Unlike the consumer electronics and travel industries, he said, the home furnishings industry has been unable to capture the consumer imagination and spark the desire to create their own personal world long before they tap their bank account.
He believes that to make a home welcoming, comfortable and enjoyable is "not about the stuff " you put into it but about expressing the life you have now and want to have tomorrow. Creating a home should be an ongoing process expressing levels of personal growth, not a one-time purchase decision.
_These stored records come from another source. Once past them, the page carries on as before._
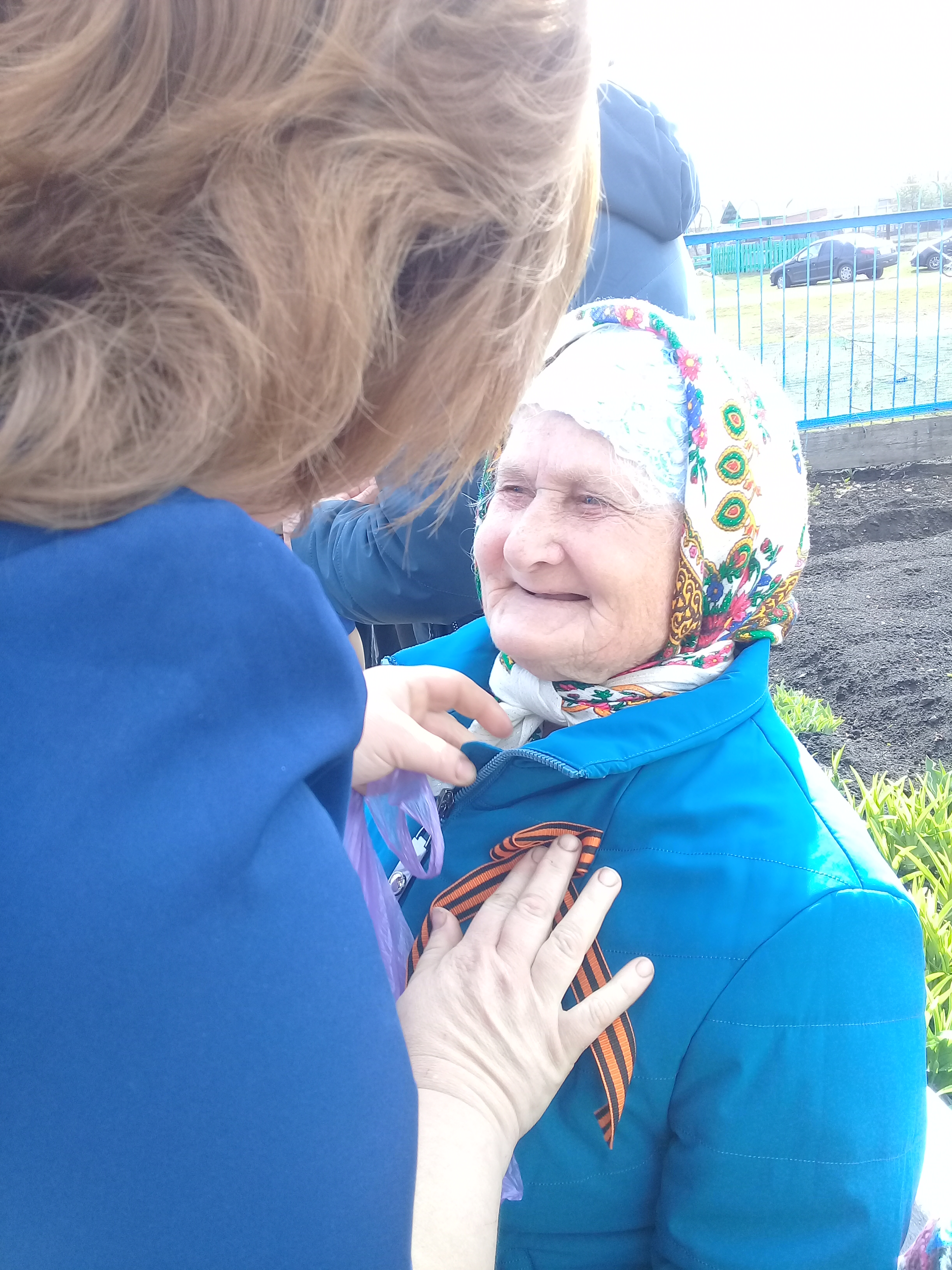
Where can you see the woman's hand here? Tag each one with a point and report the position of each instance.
(490, 1044)
(483, 1014)
(407, 723)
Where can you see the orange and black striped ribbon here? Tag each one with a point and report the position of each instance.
(615, 1048)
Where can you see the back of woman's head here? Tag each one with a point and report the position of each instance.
(261, 247)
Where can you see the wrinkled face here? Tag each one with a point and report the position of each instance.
(578, 578)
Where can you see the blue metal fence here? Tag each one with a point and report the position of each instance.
(871, 348)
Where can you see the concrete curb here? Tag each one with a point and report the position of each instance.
(879, 445)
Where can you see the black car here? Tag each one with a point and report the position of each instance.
(928, 256)
(842, 257)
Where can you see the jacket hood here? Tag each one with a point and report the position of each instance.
(648, 178)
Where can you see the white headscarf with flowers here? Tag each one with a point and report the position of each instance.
(705, 427)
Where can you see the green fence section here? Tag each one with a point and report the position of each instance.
(754, 257)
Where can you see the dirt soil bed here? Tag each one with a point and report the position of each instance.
(875, 633)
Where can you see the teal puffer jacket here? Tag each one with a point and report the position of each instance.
(776, 1114)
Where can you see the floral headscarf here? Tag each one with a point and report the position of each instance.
(746, 535)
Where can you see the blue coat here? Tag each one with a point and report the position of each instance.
(378, 569)
(650, 197)
(201, 1063)
(776, 1117)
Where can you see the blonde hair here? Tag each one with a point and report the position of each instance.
(262, 248)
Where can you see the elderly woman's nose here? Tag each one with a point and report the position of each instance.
(536, 535)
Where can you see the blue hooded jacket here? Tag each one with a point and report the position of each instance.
(650, 197)
(201, 1065)
(776, 1116)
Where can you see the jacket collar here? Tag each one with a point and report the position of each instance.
(630, 738)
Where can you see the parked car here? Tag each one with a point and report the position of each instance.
(928, 256)
(842, 257)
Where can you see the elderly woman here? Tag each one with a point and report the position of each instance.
(640, 540)
(252, 251)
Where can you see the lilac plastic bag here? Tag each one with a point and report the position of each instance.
(390, 802)
(512, 1183)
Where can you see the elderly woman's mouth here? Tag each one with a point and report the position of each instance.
(553, 595)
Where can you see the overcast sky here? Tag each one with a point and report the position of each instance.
(821, 102)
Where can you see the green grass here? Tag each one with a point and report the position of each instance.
(803, 713)
(910, 822)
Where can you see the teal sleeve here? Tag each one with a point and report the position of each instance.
(798, 1117)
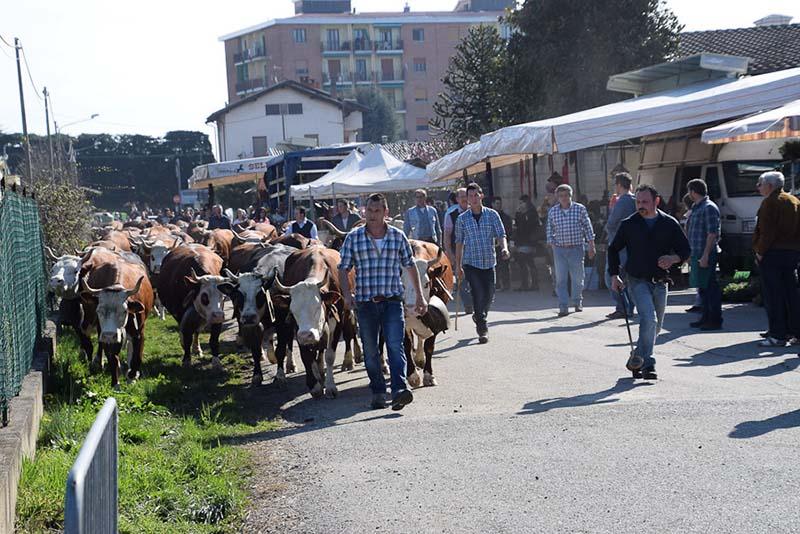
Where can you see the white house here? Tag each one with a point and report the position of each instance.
(288, 112)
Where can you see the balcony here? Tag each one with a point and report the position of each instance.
(250, 85)
(396, 75)
(334, 47)
(389, 47)
(249, 54)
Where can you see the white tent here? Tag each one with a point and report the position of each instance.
(692, 105)
(377, 172)
(775, 124)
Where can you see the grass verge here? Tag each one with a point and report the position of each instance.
(178, 471)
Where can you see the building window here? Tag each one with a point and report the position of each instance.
(259, 146)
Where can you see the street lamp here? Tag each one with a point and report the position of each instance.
(93, 116)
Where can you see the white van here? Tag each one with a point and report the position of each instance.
(670, 160)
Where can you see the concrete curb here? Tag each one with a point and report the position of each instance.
(18, 439)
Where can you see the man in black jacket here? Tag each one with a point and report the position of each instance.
(528, 233)
(655, 243)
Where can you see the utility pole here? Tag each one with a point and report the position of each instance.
(49, 139)
(25, 138)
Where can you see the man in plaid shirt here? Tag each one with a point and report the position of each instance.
(378, 252)
(568, 231)
(703, 233)
(476, 231)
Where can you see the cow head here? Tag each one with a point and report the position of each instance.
(310, 300)
(64, 274)
(425, 279)
(113, 309)
(207, 298)
(250, 295)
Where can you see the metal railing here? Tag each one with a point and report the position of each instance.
(23, 288)
(90, 505)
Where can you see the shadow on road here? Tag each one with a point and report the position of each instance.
(587, 399)
(752, 429)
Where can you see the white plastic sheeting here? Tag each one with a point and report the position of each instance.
(376, 172)
(777, 123)
(683, 107)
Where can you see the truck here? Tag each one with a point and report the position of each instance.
(670, 160)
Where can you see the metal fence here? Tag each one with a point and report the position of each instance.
(23, 279)
(91, 501)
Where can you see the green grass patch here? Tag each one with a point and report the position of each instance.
(179, 467)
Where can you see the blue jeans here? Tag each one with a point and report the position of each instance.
(372, 318)
(621, 300)
(711, 296)
(651, 300)
(569, 263)
(482, 283)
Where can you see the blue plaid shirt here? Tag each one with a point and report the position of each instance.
(569, 227)
(477, 237)
(377, 273)
(704, 220)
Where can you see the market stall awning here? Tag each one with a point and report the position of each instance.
(231, 172)
(693, 105)
(774, 124)
(376, 172)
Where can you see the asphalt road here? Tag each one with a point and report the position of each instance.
(542, 430)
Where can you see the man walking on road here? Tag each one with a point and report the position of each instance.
(421, 221)
(503, 265)
(378, 252)
(624, 207)
(655, 242)
(568, 231)
(476, 231)
(776, 242)
(703, 230)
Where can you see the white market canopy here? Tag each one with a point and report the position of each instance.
(775, 124)
(692, 105)
(230, 172)
(376, 172)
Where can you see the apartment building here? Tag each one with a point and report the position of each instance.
(332, 48)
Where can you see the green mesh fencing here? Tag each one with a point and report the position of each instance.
(23, 289)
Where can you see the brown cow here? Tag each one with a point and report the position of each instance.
(116, 297)
(318, 314)
(188, 286)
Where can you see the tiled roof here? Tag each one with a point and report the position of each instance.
(770, 48)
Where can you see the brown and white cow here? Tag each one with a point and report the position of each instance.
(422, 330)
(116, 297)
(188, 286)
(317, 310)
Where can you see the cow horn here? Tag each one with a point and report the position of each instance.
(136, 287)
(233, 277)
(438, 258)
(332, 227)
(88, 289)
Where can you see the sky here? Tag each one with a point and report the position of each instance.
(153, 66)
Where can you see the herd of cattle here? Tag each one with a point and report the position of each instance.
(284, 288)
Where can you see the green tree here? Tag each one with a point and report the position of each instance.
(563, 51)
(380, 119)
(473, 100)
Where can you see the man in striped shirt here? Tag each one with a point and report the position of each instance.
(568, 231)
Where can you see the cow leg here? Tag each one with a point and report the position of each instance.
(216, 330)
(334, 333)
(411, 369)
(427, 376)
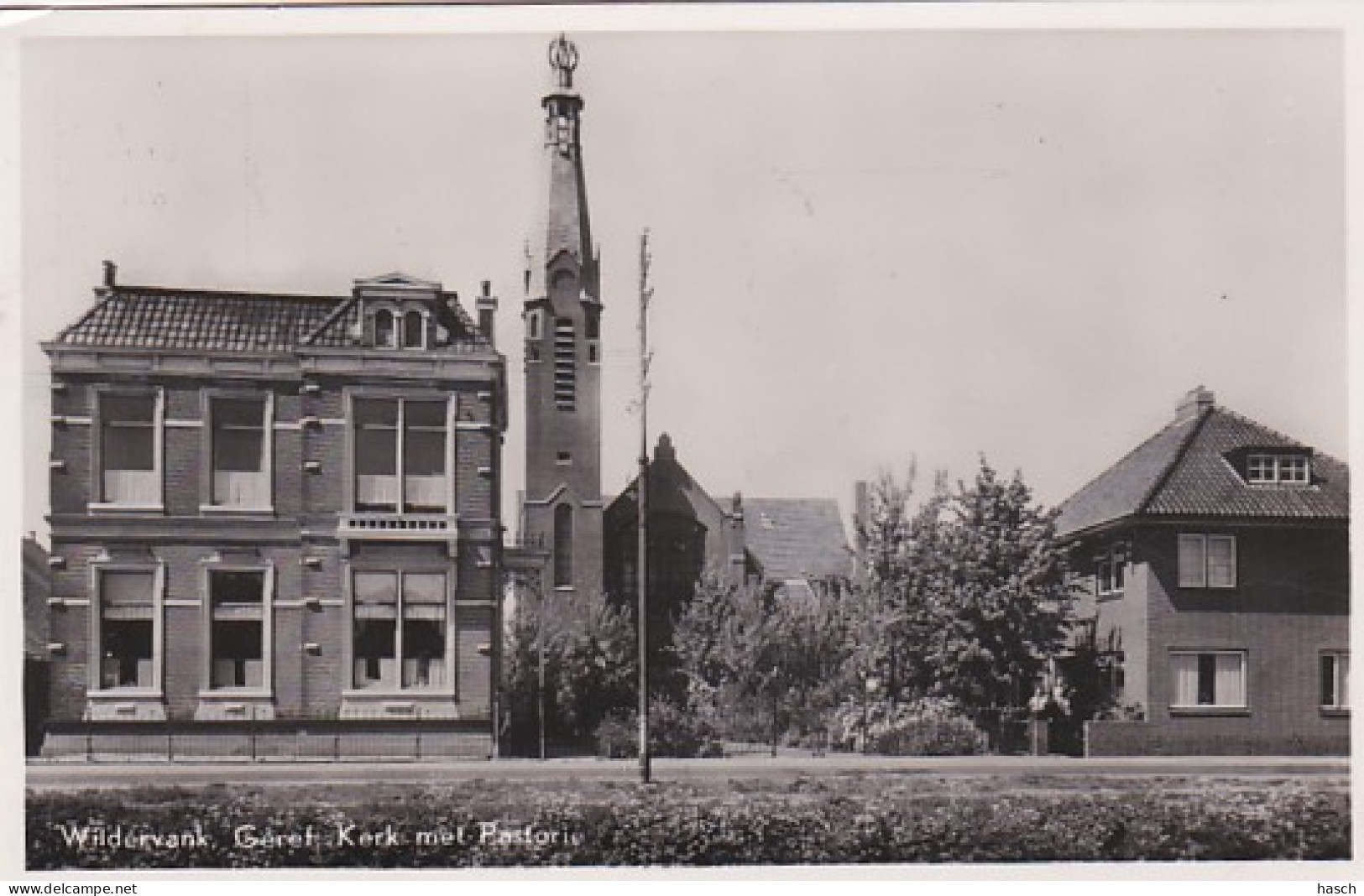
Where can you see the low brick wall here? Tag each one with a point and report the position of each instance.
(1180, 738)
(273, 741)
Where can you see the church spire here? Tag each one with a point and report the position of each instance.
(567, 228)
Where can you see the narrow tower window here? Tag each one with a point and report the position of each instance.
(565, 364)
(562, 546)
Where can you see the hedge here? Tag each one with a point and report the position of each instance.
(834, 820)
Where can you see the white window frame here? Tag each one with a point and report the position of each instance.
(209, 505)
(1263, 468)
(396, 326)
(399, 569)
(207, 569)
(1113, 560)
(94, 655)
(1217, 700)
(97, 460)
(403, 326)
(1298, 461)
(1338, 678)
(451, 448)
(1200, 575)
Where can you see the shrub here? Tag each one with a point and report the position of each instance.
(922, 727)
(835, 819)
(672, 732)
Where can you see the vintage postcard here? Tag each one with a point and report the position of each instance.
(932, 420)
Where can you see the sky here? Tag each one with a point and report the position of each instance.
(869, 246)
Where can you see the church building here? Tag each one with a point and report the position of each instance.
(561, 508)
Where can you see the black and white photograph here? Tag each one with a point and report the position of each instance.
(513, 438)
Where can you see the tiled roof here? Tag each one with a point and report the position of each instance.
(797, 538)
(198, 320)
(1204, 483)
(1187, 470)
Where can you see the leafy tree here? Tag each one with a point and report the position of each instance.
(760, 662)
(1001, 595)
(966, 597)
(589, 669)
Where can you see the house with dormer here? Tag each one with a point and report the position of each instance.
(1213, 562)
(276, 514)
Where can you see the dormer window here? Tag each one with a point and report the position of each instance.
(385, 329)
(414, 331)
(1292, 470)
(1111, 570)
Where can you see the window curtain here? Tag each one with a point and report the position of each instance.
(1229, 685)
(1184, 667)
(1193, 562)
(1221, 562)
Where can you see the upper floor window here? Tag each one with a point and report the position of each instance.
(1278, 468)
(400, 455)
(1335, 680)
(130, 451)
(1211, 678)
(385, 329)
(1207, 560)
(240, 453)
(127, 637)
(399, 632)
(238, 629)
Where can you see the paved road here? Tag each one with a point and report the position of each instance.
(43, 776)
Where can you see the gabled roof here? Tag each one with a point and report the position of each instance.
(797, 538)
(1191, 470)
(211, 320)
(145, 316)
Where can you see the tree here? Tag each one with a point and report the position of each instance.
(589, 669)
(895, 604)
(759, 663)
(1000, 593)
(964, 597)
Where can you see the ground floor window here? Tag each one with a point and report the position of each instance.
(1209, 678)
(126, 638)
(1335, 680)
(400, 633)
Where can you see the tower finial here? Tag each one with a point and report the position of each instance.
(563, 59)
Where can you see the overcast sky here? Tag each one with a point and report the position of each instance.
(868, 246)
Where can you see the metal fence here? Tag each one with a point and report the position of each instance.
(261, 741)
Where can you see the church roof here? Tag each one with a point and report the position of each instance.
(1195, 468)
(797, 538)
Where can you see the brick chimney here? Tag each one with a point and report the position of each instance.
(487, 305)
(1194, 404)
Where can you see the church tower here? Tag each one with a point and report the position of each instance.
(562, 503)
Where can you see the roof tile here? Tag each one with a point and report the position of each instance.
(1185, 470)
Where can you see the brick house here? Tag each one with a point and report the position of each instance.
(37, 593)
(276, 513)
(1215, 562)
(785, 544)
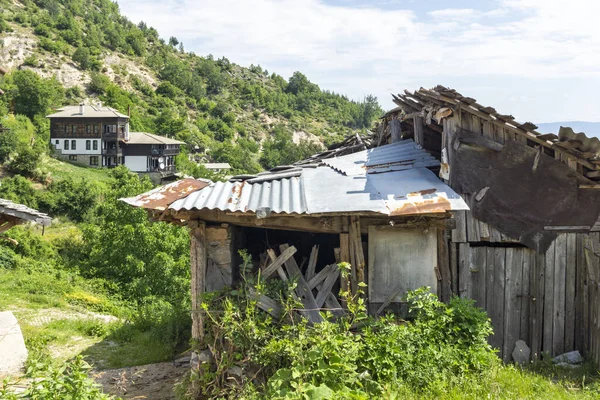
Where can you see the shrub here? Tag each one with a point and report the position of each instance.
(443, 345)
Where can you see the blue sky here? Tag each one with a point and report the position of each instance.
(536, 59)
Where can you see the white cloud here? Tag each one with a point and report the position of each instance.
(361, 49)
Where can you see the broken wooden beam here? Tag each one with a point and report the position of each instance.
(278, 262)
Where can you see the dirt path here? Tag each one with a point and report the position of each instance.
(152, 381)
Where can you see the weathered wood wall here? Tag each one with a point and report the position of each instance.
(547, 300)
(550, 300)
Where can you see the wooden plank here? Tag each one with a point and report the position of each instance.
(395, 293)
(444, 266)
(498, 299)
(303, 291)
(356, 241)
(459, 234)
(526, 303)
(344, 256)
(570, 283)
(275, 265)
(472, 224)
(396, 130)
(464, 251)
(325, 289)
(266, 303)
(321, 276)
(280, 271)
(489, 278)
(454, 267)
(478, 140)
(312, 262)
(477, 271)
(560, 265)
(548, 298)
(198, 262)
(579, 295)
(537, 316)
(512, 311)
(418, 126)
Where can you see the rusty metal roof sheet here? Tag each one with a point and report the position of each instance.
(399, 156)
(20, 211)
(279, 196)
(389, 180)
(163, 196)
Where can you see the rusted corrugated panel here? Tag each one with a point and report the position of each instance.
(162, 197)
(23, 212)
(278, 196)
(322, 190)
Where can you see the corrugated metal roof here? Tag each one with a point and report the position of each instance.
(399, 156)
(412, 189)
(161, 197)
(150, 138)
(89, 111)
(279, 196)
(20, 211)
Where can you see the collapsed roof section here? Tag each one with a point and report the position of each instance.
(439, 102)
(391, 180)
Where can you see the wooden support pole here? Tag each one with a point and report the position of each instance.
(419, 134)
(396, 130)
(198, 272)
(444, 266)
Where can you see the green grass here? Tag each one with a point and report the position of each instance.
(57, 312)
(62, 170)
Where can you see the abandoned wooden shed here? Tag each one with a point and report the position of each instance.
(383, 210)
(528, 251)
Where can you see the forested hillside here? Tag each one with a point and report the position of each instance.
(88, 50)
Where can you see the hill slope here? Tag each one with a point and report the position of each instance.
(212, 104)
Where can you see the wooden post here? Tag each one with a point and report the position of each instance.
(198, 272)
(419, 135)
(444, 266)
(396, 130)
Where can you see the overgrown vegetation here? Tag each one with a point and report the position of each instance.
(439, 351)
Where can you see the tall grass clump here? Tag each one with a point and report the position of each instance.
(439, 346)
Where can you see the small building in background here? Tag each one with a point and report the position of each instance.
(98, 136)
(217, 167)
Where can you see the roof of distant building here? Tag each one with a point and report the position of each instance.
(150, 138)
(216, 165)
(89, 111)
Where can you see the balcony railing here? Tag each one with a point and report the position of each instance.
(166, 170)
(111, 151)
(165, 152)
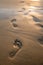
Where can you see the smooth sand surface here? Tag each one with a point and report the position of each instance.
(27, 31)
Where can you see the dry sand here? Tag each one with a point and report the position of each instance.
(29, 31)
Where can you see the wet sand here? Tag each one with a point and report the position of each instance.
(28, 31)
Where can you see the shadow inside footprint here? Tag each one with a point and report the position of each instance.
(18, 43)
(15, 25)
(40, 25)
(13, 20)
(41, 40)
(36, 19)
(12, 53)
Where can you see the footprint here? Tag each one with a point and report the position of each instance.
(15, 25)
(13, 20)
(12, 53)
(41, 40)
(18, 43)
(21, 1)
(40, 25)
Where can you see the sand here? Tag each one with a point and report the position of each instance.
(28, 29)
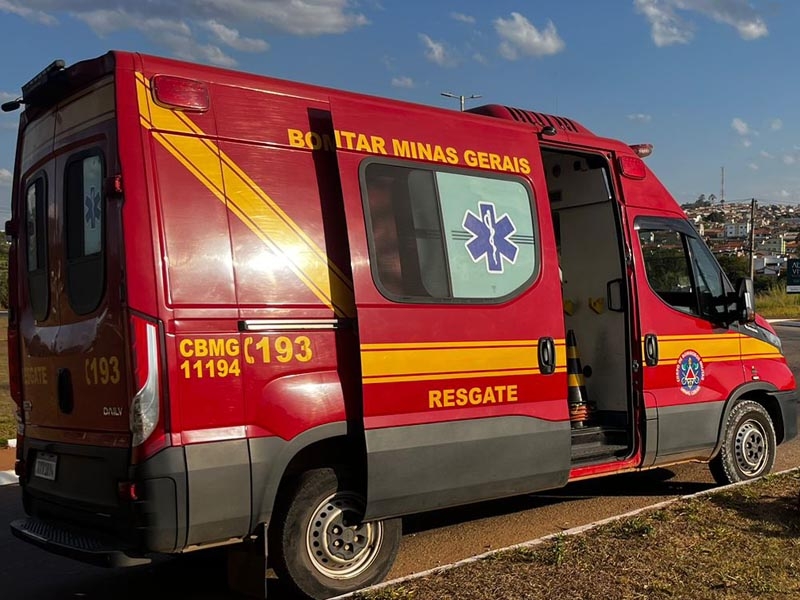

The outdoor living areas around the home should also reflect expressions of personal style and favorite outdoor activities. Homeowners who fully use their outdoor spaces need to envision their planned usage. Will it be used primarily for relaxation or entertainment? Will the user be grilling out year-round with a group of friends or carrying coffee and a bagel outdoors daily to munch at a quaint backyard bistro?
Whatever the use, homeowners want to feel comfortable in their own personal spaces.
"The Perfect Imperfect Home," a new book by Deborah Needleman, editor in-chief of the WSJ Weekend and "Off Duty" sections for The Wall Street Journal, describes and illustrates how natural born style leaders live in their homes comfortably and on their own terms by ignoring rules if they restrict use of the spaces they live in or if they don't want their homes to look "staged." For example, she noted designer Oscar dela Renta thinks there's nothing wrong with piling best-loved books not just on coffee tables but also under them if that makes them more accessible in or near a favorite reading spot.
Whether retailer or consumer, embrace the freedom to not let "stuff" get in the way of life but to make it work for your personal lifestyle.